The officer looked at the rest of the back seat and stood up, pulling the dress out of the car.  “What do you have this for?”

“It was given to me,” the man said.  “Or rather, I took it.”

“Are you saying that you stole this from someone?”

“I would not exactly say that she is a someone.  But yes, I removed that particular item and others from… a someone.”  The man said, a slight grin twitching at the corner of his mouth.

The officer placed the dress on the hood of the car.  “What exactly are you talking about, boy?” the officer asked him.

“You haven’t searched the entire car.  I have given you permission.”

“I need you to sit down, now,” the officer demanded.  He called back in to dispatch and told him that he may have a thief on his hands and to send another officer on the scene.  Reaching into the car he pulled the keys out of the ignition and moved to the rear of the car.  30 fuckin’ keys, he thought.  “Which of these keys opens the trunk?”

“That would be the red one,” the man said.
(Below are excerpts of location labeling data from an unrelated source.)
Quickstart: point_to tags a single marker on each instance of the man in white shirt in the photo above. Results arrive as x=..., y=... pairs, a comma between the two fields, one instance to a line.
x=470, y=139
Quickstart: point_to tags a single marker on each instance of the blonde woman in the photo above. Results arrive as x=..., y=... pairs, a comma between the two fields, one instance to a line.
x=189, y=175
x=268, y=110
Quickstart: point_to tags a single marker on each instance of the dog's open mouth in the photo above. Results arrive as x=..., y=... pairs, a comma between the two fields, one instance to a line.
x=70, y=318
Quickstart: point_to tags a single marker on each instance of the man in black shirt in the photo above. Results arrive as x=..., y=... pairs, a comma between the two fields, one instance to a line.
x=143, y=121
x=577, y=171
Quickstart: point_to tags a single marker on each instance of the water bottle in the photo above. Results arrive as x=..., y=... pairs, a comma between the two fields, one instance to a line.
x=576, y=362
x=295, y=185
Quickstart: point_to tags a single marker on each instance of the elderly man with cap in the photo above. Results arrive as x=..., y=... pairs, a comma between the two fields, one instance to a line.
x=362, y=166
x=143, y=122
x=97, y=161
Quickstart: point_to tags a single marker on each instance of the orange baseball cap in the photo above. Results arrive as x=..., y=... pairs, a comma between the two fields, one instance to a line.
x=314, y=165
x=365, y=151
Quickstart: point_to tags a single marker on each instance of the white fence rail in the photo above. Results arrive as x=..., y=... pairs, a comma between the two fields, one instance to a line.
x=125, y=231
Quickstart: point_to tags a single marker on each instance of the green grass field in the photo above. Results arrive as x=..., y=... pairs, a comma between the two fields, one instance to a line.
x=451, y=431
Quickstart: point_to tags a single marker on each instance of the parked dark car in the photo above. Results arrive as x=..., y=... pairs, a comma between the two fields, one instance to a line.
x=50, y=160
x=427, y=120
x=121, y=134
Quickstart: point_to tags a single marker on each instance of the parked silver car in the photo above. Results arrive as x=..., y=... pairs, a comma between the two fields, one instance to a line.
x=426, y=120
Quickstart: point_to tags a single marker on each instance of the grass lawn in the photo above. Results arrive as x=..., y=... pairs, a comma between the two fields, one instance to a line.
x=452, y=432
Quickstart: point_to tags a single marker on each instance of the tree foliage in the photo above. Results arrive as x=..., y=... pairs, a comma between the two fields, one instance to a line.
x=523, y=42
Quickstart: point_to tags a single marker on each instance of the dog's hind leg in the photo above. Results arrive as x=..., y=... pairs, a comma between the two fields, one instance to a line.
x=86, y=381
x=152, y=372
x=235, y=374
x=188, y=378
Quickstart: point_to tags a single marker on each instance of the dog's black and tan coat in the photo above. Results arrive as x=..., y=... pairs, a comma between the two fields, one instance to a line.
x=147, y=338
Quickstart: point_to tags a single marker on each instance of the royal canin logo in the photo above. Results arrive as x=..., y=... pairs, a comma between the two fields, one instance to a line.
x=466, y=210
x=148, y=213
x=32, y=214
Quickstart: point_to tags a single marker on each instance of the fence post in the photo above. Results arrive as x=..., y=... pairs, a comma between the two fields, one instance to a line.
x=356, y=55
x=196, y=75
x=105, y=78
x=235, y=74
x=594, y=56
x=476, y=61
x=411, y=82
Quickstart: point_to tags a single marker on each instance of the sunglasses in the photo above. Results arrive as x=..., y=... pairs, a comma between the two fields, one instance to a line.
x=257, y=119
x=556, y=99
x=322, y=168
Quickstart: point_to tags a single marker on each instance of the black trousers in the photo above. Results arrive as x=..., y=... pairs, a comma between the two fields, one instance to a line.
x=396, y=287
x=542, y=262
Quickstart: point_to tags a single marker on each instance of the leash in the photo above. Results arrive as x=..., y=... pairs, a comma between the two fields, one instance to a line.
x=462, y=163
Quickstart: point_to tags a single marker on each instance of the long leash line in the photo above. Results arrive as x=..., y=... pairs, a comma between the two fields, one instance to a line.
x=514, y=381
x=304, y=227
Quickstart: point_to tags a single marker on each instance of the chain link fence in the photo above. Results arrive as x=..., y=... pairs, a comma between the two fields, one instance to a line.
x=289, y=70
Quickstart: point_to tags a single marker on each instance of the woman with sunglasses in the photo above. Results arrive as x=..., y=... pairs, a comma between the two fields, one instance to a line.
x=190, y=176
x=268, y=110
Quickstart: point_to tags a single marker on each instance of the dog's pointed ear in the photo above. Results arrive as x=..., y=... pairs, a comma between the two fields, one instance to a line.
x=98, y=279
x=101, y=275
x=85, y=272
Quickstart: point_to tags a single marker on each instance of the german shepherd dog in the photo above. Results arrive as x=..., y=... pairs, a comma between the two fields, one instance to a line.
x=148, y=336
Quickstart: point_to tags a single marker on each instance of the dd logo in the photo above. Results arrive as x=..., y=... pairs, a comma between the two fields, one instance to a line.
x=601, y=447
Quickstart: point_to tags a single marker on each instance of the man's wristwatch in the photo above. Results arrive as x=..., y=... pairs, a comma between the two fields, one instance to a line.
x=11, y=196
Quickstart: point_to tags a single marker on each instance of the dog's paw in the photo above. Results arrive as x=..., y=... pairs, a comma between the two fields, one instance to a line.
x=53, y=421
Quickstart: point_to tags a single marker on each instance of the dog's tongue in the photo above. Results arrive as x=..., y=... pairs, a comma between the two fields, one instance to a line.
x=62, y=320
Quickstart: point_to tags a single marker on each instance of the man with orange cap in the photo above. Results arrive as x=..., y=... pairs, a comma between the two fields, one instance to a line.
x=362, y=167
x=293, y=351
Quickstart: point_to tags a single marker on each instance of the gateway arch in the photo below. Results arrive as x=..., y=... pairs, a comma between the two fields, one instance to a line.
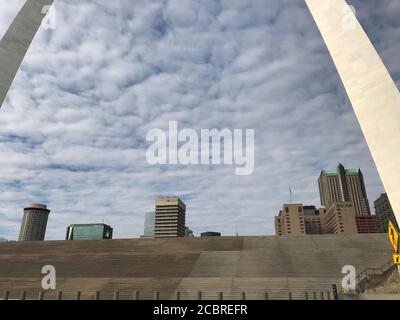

The officer searched through the keys until he found the red one.  He slid the key into the lock and turned it, pulling the trunk up slowly.  His left hand went quickly to his nose, his right hand dropping to the gun on his hip.  As he took a step towards the barrier – his eyes still on the trunk – he felt a sharp, cold pain against his right temple, then blackness came.

The man reached down and grasped the keys from the police officer’s belt, unlocking the cuff on his left hand.  Dropping the handcuffs into the trunk, he slid the prosthetic right hand back onto the metal spike covered in blood that protruded from his right wrist.  He looked down the freeway and waited for the only set of headlights he could see to come and pass, then reached down and grasped the officer’s body, shoving him as best he could into the trunk.

The man closed the lid and pulled the keys out, walking toward the front of the car.  He got in and closed the door, taking a moment to roll the window up.  He sighed softly and pulled the sunglasses and hat off of his head.  Then he gently pulled at his blonde hair, pulling the still bloody scalp from the top of his nearly black, cropped hair.  Tossing it on the seat, he started the car and put it into drive.